Perhaps that seems too long to wait, but let’s be realistic about the pace of vaccination today, which will be continuing throughout 2021 at least. Each time a new batch of the Pfizer or Moderna vaccines becomes available we will face the same question the first-shotters and set-asiders are debating now: Do we use that next batch to boost the one-time vaccine recipients or get another group of unprotected individuals started?

Each time we elect the latter strategy, the time interval between the first shot and the booster will widen. When, then, do we change course? We could wait until we have overwhelming supply, but given the global need that won’t be any time soon. Or we could change course when the data tell us the immunity from the first shot is waning to a level where the booster is the best next use of the vaccine.

Clinical studies cost money. But if we can dole out billions to companies to develop vaccines, then we should be ready to dole out millions to study how they are best used to control the pandemic. The large academic hospitals that would conduct this study have current NIH funding, and adding supplements to existing grants is a relatively quick process that has been used throughout the pandemic to support Covid-19-related research. That these hospitals will internalize the financial benefits of ending the pandemic sooner and are granted tax-exempt status because their research mission includes improving the health of their communities are other reasons they should be eager to participate.

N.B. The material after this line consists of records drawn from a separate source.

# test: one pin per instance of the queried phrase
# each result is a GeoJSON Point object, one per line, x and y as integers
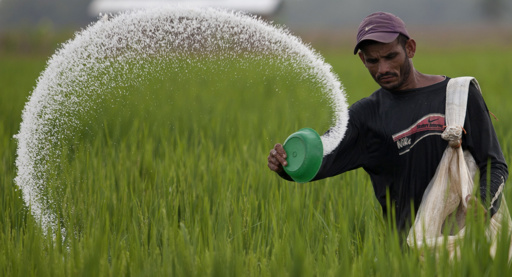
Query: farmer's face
{"type": "Point", "coordinates": [389, 63]}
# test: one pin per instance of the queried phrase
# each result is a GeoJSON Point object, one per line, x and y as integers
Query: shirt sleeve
{"type": "Point", "coordinates": [481, 140]}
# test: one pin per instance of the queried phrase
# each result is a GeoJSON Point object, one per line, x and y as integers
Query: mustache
{"type": "Point", "coordinates": [387, 74]}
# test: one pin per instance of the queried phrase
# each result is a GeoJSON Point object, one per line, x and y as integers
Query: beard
{"type": "Point", "coordinates": [405, 72]}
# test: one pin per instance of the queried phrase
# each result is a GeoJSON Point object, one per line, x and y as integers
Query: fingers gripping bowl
{"type": "Point", "coordinates": [304, 151]}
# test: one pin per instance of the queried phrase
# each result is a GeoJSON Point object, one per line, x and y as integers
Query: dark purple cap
{"type": "Point", "coordinates": [380, 26]}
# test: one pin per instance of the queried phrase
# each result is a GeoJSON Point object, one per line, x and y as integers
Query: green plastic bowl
{"type": "Point", "coordinates": [304, 150]}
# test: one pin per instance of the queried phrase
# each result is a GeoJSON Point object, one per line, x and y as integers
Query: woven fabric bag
{"type": "Point", "coordinates": [444, 202]}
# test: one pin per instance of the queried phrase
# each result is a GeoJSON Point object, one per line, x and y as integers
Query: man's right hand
{"type": "Point", "coordinates": [277, 158]}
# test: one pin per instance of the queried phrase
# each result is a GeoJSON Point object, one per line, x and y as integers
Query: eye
{"type": "Point", "coordinates": [391, 56]}
{"type": "Point", "coordinates": [372, 61]}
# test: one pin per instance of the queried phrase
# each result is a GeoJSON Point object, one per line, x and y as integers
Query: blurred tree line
{"type": "Point", "coordinates": [38, 27]}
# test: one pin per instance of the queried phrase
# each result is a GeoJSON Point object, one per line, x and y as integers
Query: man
{"type": "Point", "coordinates": [395, 134]}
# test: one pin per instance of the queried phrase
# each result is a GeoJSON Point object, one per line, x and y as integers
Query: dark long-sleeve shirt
{"type": "Point", "coordinates": [395, 136]}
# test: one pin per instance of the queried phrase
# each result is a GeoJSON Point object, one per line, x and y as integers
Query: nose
{"type": "Point", "coordinates": [384, 67]}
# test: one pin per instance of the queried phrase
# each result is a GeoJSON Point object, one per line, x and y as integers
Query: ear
{"type": "Point", "coordinates": [410, 48]}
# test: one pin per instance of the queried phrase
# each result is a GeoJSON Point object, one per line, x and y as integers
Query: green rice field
{"type": "Point", "coordinates": [173, 180]}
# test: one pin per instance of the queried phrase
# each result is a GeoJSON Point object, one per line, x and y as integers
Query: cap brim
{"type": "Point", "coordinates": [379, 37]}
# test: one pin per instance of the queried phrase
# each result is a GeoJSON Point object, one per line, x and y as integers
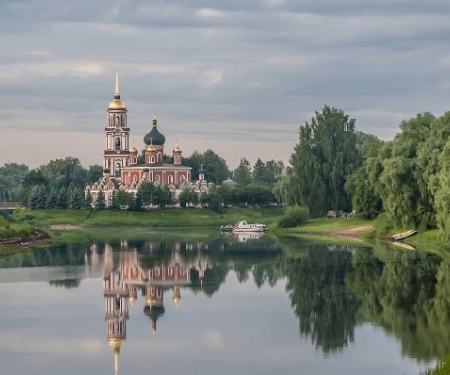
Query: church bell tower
{"type": "Point", "coordinates": [117, 136]}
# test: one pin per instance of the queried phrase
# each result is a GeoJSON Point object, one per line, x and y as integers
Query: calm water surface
{"type": "Point", "coordinates": [178, 303]}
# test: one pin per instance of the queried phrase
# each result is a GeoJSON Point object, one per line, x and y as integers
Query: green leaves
{"type": "Point", "coordinates": [324, 157]}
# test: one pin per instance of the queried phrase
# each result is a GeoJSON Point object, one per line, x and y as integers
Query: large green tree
{"type": "Point", "coordinates": [323, 158]}
{"type": "Point", "coordinates": [213, 166]}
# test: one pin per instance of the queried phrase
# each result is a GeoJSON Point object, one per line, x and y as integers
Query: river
{"type": "Point", "coordinates": [206, 303]}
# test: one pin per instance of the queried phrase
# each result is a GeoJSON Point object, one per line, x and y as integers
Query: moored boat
{"type": "Point", "coordinates": [226, 228]}
{"type": "Point", "coordinates": [243, 226]}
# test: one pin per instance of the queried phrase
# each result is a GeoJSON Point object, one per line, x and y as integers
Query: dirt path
{"type": "Point", "coordinates": [352, 232]}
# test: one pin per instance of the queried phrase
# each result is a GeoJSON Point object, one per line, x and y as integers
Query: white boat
{"type": "Point", "coordinates": [243, 227]}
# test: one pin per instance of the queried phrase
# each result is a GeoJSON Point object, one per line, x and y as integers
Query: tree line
{"type": "Point", "coordinates": [335, 167]}
{"type": "Point", "coordinates": [61, 184]}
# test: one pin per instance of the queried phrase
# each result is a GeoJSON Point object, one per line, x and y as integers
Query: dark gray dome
{"type": "Point", "coordinates": [154, 137]}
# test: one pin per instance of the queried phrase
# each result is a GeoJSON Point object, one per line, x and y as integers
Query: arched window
{"type": "Point", "coordinates": [117, 171]}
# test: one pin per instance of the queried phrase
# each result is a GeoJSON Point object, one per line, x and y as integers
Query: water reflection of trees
{"type": "Point", "coordinates": [326, 310]}
{"type": "Point", "coordinates": [332, 289]}
{"type": "Point", "coordinates": [406, 294]}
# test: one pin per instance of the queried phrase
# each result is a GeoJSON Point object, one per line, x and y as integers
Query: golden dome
{"type": "Point", "coordinates": [117, 103]}
{"type": "Point", "coordinates": [177, 150]}
{"type": "Point", "coordinates": [115, 343]}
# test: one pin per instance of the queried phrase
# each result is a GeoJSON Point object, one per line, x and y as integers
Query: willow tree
{"type": "Point", "coordinates": [404, 182]}
{"type": "Point", "coordinates": [323, 158]}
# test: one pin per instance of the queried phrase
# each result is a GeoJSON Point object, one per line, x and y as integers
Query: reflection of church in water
{"type": "Point", "coordinates": [123, 276]}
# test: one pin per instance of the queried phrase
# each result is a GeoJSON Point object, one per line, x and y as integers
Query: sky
{"type": "Point", "coordinates": [235, 76]}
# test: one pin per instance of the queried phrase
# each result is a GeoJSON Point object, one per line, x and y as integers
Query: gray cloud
{"type": "Point", "coordinates": [223, 70]}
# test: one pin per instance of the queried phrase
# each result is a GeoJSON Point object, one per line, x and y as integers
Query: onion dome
{"type": "Point", "coordinates": [117, 103]}
{"type": "Point", "coordinates": [229, 182]}
{"type": "Point", "coordinates": [177, 150]}
{"type": "Point", "coordinates": [150, 148]}
{"type": "Point", "coordinates": [154, 137]}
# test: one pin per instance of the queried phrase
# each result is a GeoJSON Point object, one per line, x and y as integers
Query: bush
{"type": "Point", "coordinates": [294, 217]}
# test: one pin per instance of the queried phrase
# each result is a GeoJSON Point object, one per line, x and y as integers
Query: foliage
{"type": "Point", "coordinates": [294, 216]}
{"type": "Point", "coordinates": [323, 158]}
{"type": "Point", "coordinates": [123, 199]}
{"type": "Point", "coordinates": [188, 197]}
{"type": "Point", "coordinates": [213, 166]}
{"type": "Point", "coordinates": [242, 174]}
{"type": "Point", "coordinates": [11, 176]}
{"type": "Point", "coordinates": [442, 368]}
{"type": "Point", "coordinates": [100, 203]}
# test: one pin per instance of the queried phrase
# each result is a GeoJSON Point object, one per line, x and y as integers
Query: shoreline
{"type": "Point", "coordinates": [39, 235]}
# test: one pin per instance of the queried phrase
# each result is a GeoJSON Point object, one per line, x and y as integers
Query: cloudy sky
{"type": "Point", "coordinates": [236, 76]}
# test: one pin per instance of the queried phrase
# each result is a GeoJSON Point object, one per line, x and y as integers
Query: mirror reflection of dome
{"type": "Point", "coordinates": [154, 312]}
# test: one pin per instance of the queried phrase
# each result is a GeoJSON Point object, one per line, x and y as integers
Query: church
{"type": "Point", "coordinates": [124, 169]}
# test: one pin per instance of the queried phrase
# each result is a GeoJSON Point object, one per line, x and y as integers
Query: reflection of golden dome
{"type": "Point", "coordinates": [117, 103]}
{"type": "Point", "coordinates": [115, 343]}
{"type": "Point", "coordinates": [177, 150]}
{"type": "Point", "coordinates": [176, 300]}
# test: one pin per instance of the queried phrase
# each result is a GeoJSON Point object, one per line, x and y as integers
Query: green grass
{"type": "Point", "coordinates": [154, 218]}
{"type": "Point", "coordinates": [327, 226]}
{"type": "Point", "coordinates": [10, 229]}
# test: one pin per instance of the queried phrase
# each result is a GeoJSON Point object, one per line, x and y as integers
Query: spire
{"type": "Point", "coordinates": [116, 361]}
{"type": "Point", "coordinates": [116, 92]}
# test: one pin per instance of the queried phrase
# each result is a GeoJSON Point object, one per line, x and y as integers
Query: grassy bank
{"type": "Point", "coordinates": [154, 218]}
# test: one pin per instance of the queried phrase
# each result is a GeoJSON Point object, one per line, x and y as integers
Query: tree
{"type": "Point", "coordinates": [403, 183]}
{"type": "Point", "coordinates": [162, 196]}
{"type": "Point", "coordinates": [52, 199]}
{"type": "Point", "coordinates": [100, 202]}
{"type": "Point", "coordinates": [147, 190]}
{"type": "Point", "coordinates": [323, 158]}
{"type": "Point", "coordinates": [214, 167]}
{"type": "Point", "coordinates": [123, 199]}
{"type": "Point", "coordinates": [243, 173]}
{"type": "Point", "coordinates": [11, 176]}
{"type": "Point", "coordinates": [187, 197]}
{"type": "Point", "coordinates": [363, 185]}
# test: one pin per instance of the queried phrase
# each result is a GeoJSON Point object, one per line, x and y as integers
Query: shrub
{"type": "Point", "coordinates": [294, 216]}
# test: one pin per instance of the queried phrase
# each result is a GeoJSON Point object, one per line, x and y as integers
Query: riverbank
{"type": "Point", "coordinates": [336, 230]}
{"type": "Point", "coordinates": [153, 218]}
{"type": "Point", "coordinates": [25, 240]}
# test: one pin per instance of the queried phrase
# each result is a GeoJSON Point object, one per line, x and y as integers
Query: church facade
{"type": "Point", "coordinates": [121, 169]}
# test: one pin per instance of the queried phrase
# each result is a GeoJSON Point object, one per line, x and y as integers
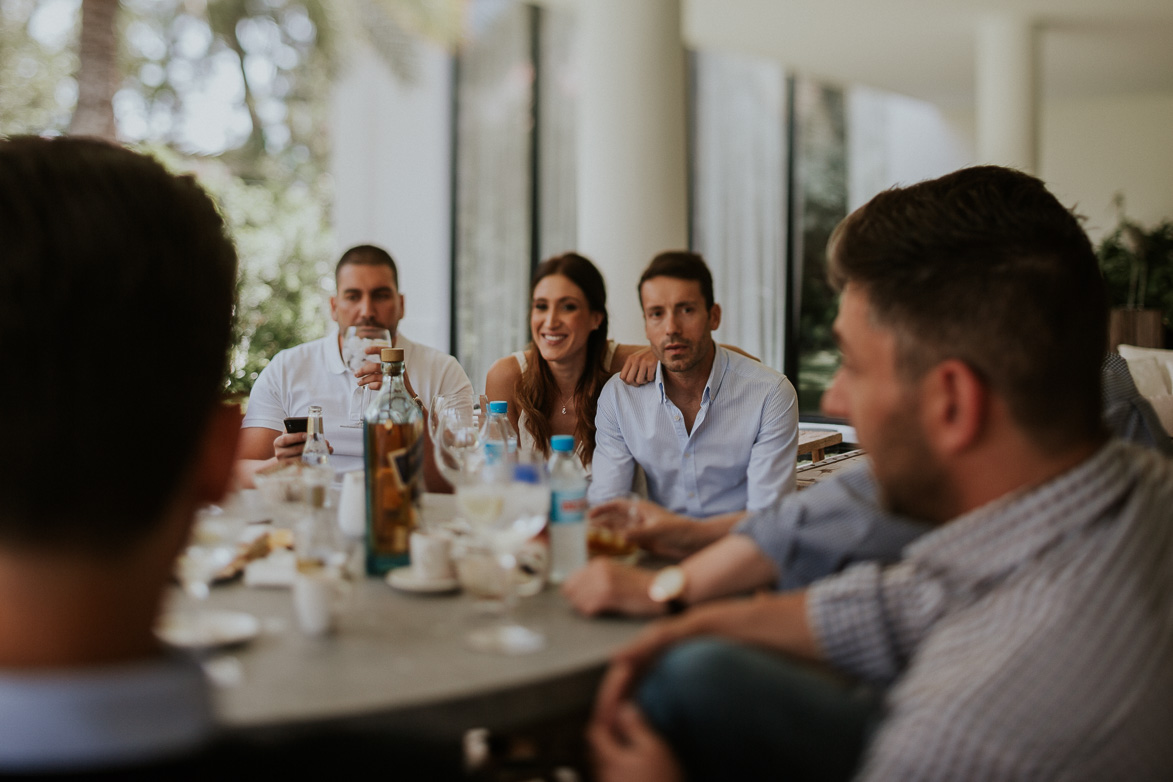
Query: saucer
{"type": "Point", "coordinates": [209, 630]}
{"type": "Point", "coordinates": [404, 578]}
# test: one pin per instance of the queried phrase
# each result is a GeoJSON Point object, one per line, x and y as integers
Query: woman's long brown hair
{"type": "Point", "coordinates": [537, 390]}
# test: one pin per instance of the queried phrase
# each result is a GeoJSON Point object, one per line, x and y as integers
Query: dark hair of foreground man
{"type": "Point", "coordinates": [116, 293]}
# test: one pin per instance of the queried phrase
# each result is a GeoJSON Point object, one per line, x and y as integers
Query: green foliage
{"type": "Point", "coordinates": [36, 87]}
{"type": "Point", "coordinates": [822, 163]}
{"type": "Point", "coordinates": [1138, 267]}
{"type": "Point", "coordinates": [282, 235]}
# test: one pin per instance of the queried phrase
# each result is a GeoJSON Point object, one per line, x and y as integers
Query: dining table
{"type": "Point", "coordinates": [398, 660]}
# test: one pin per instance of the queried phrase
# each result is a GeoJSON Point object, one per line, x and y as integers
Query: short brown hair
{"type": "Point", "coordinates": [367, 254]}
{"type": "Point", "coordinates": [680, 265]}
{"type": "Point", "coordinates": [137, 267]}
{"type": "Point", "coordinates": [987, 266]}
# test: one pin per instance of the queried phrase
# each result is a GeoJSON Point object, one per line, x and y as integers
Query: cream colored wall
{"type": "Point", "coordinates": [1094, 148]}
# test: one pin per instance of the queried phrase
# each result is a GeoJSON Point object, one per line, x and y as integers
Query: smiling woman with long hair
{"type": "Point", "coordinates": [553, 386]}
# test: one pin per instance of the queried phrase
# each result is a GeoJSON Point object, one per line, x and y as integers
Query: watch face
{"type": "Point", "coordinates": [668, 585]}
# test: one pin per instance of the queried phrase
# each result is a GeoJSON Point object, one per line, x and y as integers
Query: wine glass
{"type": "Point", "coordinates": [506, 514]}
{"type": "Point", "coordinates": [359, 338]}
{"type": "Point", "coordinates": [214, 544]}
{"type": "Point", "coordinates": [458, 446]}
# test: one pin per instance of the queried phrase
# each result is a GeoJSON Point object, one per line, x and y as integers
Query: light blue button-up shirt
{"type": "Point", "coordinates": [75, 720]}
{"type": "Point", "coordinates": [739, 455]}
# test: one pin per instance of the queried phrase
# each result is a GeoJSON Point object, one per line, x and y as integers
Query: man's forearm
{"type": "Point", "coordinates": [775, 621]}
{"type": "Point", "coordinates": [732, 565]}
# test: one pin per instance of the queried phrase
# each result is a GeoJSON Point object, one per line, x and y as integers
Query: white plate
{"type": "Point", "coordinates": [404, 578]}
{"type": "Point", "coordinates": [210, 629]}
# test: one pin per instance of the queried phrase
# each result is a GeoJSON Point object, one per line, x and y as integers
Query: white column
{"type": "Point", "coordinates": [631, 141]}
{"type": "Point", "coordinates": [1008, 92]}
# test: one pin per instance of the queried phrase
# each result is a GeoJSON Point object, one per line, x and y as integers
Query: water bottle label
{"type": "Point", "coordinates": [568, 505]}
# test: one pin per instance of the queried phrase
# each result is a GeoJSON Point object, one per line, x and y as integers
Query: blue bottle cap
{"type": "Point", "coordinates": [526, 474]}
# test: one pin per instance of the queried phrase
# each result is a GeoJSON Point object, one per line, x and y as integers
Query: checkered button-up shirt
{"type": "Point", "coordinates": [1030, 639]}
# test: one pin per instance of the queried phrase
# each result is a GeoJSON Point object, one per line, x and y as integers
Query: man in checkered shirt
{"type": "Point", "coordinates": [1030, 636]}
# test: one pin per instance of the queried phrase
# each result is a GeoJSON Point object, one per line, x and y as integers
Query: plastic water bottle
{"type": "Point", "coordinates": [568, 509]}
{"type": "Point", "coordinates": [497, 435]}
{"type": "Point", "coordinates": [316, 451]}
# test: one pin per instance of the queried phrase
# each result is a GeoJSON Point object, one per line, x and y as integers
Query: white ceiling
{"type": "Point", "coordinates": [924, 48]}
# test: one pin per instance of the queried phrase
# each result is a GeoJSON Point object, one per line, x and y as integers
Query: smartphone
{"type": "Point", "coordinates": [297, 423]}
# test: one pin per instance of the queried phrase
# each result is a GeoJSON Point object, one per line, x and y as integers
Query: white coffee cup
{"type": "Point", "coordinates": [317, 597]}
{"type": "Point", "coordinates": [432, 556]}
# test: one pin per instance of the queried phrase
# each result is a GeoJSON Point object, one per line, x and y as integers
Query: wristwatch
{"type": "Point", "coordinates": [668, 587]}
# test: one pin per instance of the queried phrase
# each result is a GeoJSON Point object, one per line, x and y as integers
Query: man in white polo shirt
{"type": "Point", "coordinates": [314, 373]}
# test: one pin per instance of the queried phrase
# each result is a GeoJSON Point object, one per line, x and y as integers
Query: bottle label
{"type": "Point", "coordinates": [568, 505]}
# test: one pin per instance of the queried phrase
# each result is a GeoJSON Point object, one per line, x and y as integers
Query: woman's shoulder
{"type": "Point", "coordinates": [506, 368]}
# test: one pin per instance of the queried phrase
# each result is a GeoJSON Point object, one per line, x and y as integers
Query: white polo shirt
{"type": "Point", "coordinates": [313, 373]}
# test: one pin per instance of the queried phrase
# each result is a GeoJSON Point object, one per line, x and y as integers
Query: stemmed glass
{"type": "Point", "coordinates": [358, 339]}
{"type": "Point", "coordinates": [354, 344]}
{"type": "Point", "coordinates": [506, 514]}
{"type": "Point", "coordinates": [214, 544]}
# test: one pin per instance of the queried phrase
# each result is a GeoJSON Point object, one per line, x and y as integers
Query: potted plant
{"type": "Point", "coordinates": [1138, 269]}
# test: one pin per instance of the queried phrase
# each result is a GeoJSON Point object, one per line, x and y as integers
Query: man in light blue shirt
{"type": "Point", "coordinates": [716, 434]}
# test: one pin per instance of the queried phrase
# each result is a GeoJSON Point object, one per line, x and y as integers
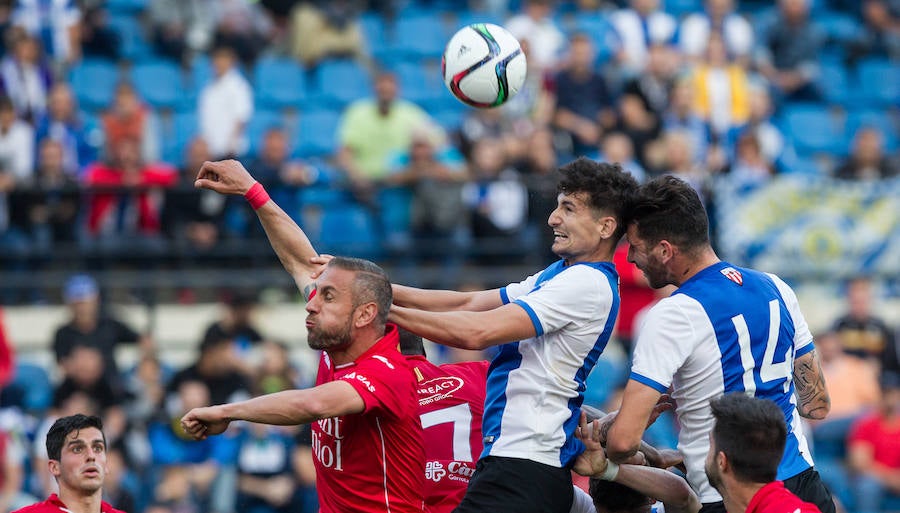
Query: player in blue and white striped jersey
{"type": "Point", "coordinates": [550, 329]}
{"type": "Point", "coordinates": [725, 329]}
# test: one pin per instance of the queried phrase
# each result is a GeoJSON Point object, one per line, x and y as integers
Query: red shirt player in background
{"type": "Point", "coordinates": [451, 404]}
{"type": "Point", "coordinates": [746, 446]}
{"type": "Point", "coordinates": [76, 448]}
{"type": "Point", "coordinates": [366, 434]}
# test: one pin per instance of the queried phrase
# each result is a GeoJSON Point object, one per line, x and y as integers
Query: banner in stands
{"type": "Point", "coordinates": [803, 227]}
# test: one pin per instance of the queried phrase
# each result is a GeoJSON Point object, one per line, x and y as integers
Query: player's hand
{"type": "Point", "coordinates": [224, 177]}
{"type": "Point", "coordinates": [593, 460]}
{"type": "Point", "coordinates": [200, 423]}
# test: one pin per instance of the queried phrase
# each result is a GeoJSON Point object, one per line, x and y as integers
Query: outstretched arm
{"type": "Point", "coordinates": [287, 239]}
{"type": "Point", "coordinates": [813, 401]}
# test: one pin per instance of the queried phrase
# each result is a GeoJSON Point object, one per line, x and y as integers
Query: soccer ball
{"type": "Point", "coordinates": [483, 65]}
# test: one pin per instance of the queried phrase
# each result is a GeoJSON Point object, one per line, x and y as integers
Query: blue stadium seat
{"type": "Point", "coordinates": [94, 83]}
{"type": "Point", "coordinates": [813, 130]}
{"type": "Point", "coordinates": [879, 81]}
{"type": "Point", "coordinates": [279, 83]}
{"type": "Point", "coordinates": [340, 82]}
{"type": "Point", "coordinates": [160, 83]}
{"type": "Point", "coordinates": [317, 133]}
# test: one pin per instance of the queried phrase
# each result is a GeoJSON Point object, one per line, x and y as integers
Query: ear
{"type": "Point", "coordinates": [365, 314]}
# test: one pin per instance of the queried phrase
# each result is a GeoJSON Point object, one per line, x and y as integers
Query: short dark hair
{"type": "Point", "coordinates": [608, 186]}
{"type": "Point", "coordinates": [615, 497]}
{"type": "Point", "coordinates": [371, 284]}
{"type": "Point", "coordinates": [668, 208]}
{"type": "Point", "coordinates": [752, 434]}
{"type": "Point", "coordinates": [56, 436]}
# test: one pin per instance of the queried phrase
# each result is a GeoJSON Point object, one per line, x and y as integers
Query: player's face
{"type": "Point", "coordinates": [576, 228]}
{"type": "Point", "coordinates": [330, 311]}
{"type": "Point", "coordinates": [82, 465]}
{"type": "Point", "coordinates": [647, 259]}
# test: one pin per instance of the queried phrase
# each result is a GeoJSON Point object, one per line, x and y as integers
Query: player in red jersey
{"type": "Point", "coordinates": [746, 445]}
{"type": "Point", "coordinates": [366, 433]}
{"type": "Point", "coordinates": [451, 404]}
{"type": "Point", "coordinates": [76, 447]}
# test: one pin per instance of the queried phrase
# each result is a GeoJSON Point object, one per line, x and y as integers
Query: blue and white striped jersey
{"type": "Point", "coordinates": [727, 329]}
{"type": "Point", "coordinates": [535, 387]}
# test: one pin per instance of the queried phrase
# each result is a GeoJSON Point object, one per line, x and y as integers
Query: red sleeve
{"type": "Point", "coordinates": [385, 385]}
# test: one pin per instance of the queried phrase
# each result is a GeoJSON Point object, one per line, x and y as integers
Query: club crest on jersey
{"type": "Point", "coordinates": [733, 274]}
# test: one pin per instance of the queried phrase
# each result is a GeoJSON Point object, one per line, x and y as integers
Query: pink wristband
{"type": "Point", "coordinates": [257, 196]}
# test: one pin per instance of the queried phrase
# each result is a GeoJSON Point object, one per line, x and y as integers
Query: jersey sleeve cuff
{"type": "Point", "coordinates": [538, 328]}
{"type": "Point", "coordinates": [655, 385]}
{"type": "Point", "coordinates": [805, 349]}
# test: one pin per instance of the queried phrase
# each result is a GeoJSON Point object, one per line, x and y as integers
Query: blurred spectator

I anticipate that some will object that running a study like this is unethical because we know the two-shot regimen is effective. But the core ethical axiom of clinical research is that participants can choose to internalize reasonable risks if the knowledge they generate by doing so can provide meaningful benefits to others.

There will also be concerns that the experience and outcomes among health care workers will poorly generalize to other populations, such as the elderly and infirm. But this concern is mitigated by the fact that vaccine performance in health care workers is itself important, that health care workers are a diverse cross section of society, and that the clinical trials of the vaccines have shown similar performance across sub-groups.

Let me put it another way: Hospitals, for the sake of your workers and for all of us, please get your IRBs going.

Peter B. Bach is a physician at Memorial Sloan Kettering Cancer Center in New York City, where he directs the Drug Pricing Lab.